When Apple authorised a new $100 billion share buyback in May 2025, it means the broker executing the buyback acted like a support for the share price, mopping up any supply.
The top 20 companies in the S&P 500, which is dominated by big technology companies, contributed roughly half the value of total buybacks in the S&P 500 in 2025.
Does spending on AI infrastructure change the picture?
The major AI hyperscalers (Amazon, Alphabet, Meta, Microsoft, and Oracle) have significantly reduced or paused buybacks to fund AI infrastructure spending, which could top $700 billion in 2026.
With capital expenditures now expected to consume close to 100% of operating cash flows for the hyperscalers over the next two years, there is little left over for increased shareholder returns via buybacks.
These companies have increasingly turned to the debt markets for extra funding with over $120 billion in new corporate debt issuance.
Just to give a sense of the scale, in February 2026 Alphabet issued roughly $32 in debt over a 24-hour period, which followed on from $20 billion dollar debt issue a few days prior.
How might IPOs (initial public offerings) affect markets?
After many years in hibernation, analysts estimate the current pipeline of US IPOs is the strongest in five years. Between $250 billion to $300 billion of new equity is slated to come to the market across 2026 and 2027.
So far in 2026, there have been 22 IPOs raising over $9 billion driven by AI-related infrastructure demand.
This could include eleven-year-old chip designer Cerebras, which is positioning itself as a faster alternative to Nvidia and AMD and expected to come to market as early as 14 May.
The demand has been so intense that the IPO price range was raised from $115–$125 to $150–$160 per share, with interest running at 20 times the available supply. Morgan Stanley is now asking institutional investors to submit limit orders where buyers specify a maximum price.
At the top end of the range, Cerebras would have a market value of $34 billion and is expected to raise up to $5 billion of new shares.
However, this pales in comparison with Elon Musk’s SpaceX, which could be valued at $1.75 to $2 trillion dollars and is expected to raise proceeds of between $30 billion and $75 billion.
For context, the IPO would be around 2.5 times Saudi Aramco's $29.4 billion raise, making it by far the largest IPO in history.
If SpaceX’s IPO is successful, Google owner Alphabet, who already owns a stake, would hold a $122 billion position in the space company.
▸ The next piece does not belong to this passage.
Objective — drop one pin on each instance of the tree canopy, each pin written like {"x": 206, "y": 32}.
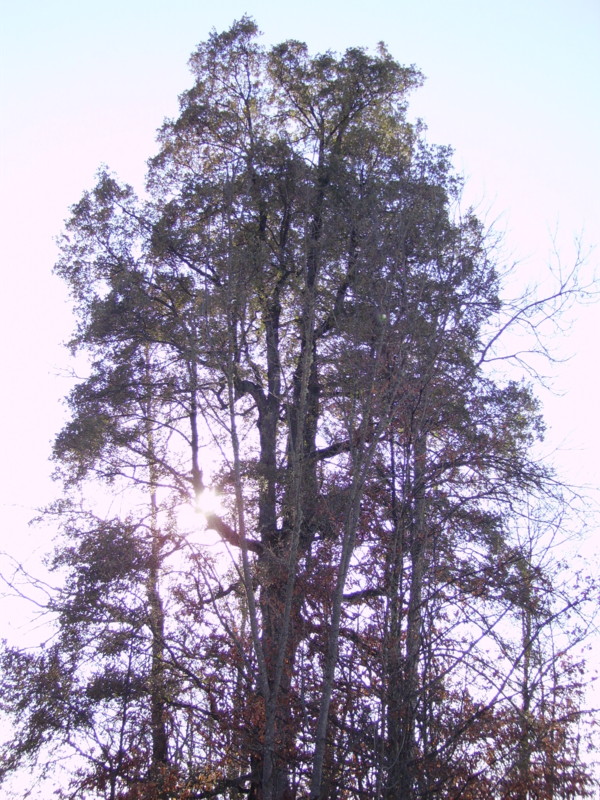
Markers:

Reports from Bloomberg confirm a June target, though insiders acknowledge the timeline could slip to late 2026 or early 2027.
Artificial intelligence pioneer and ChatGPT owner OpenAI is expected to be valued at $730 billion and looking to raise between $10 billion to $60 billion in new equity.
If this comes to fruition it would value Microsoft’s 27% stake at close to $200 billion.
In total Goldman Sachs estimates 2026 IPO proceeds could top $300 billion at the top end of forecasts making it the best year for IPOs since 2021.
Why does all this matter?
The combination of significantly reduced share buybacks from big technology companies and the potential issuance of new equity from the largest IPOs ever seen presents a challenge US markets have not seen in decades.
With the S&P 500 trading at its highest valuation since 2000 and interest rates remaining stubbornly elevated, faith in AI’s potential to deliver will be put to the test.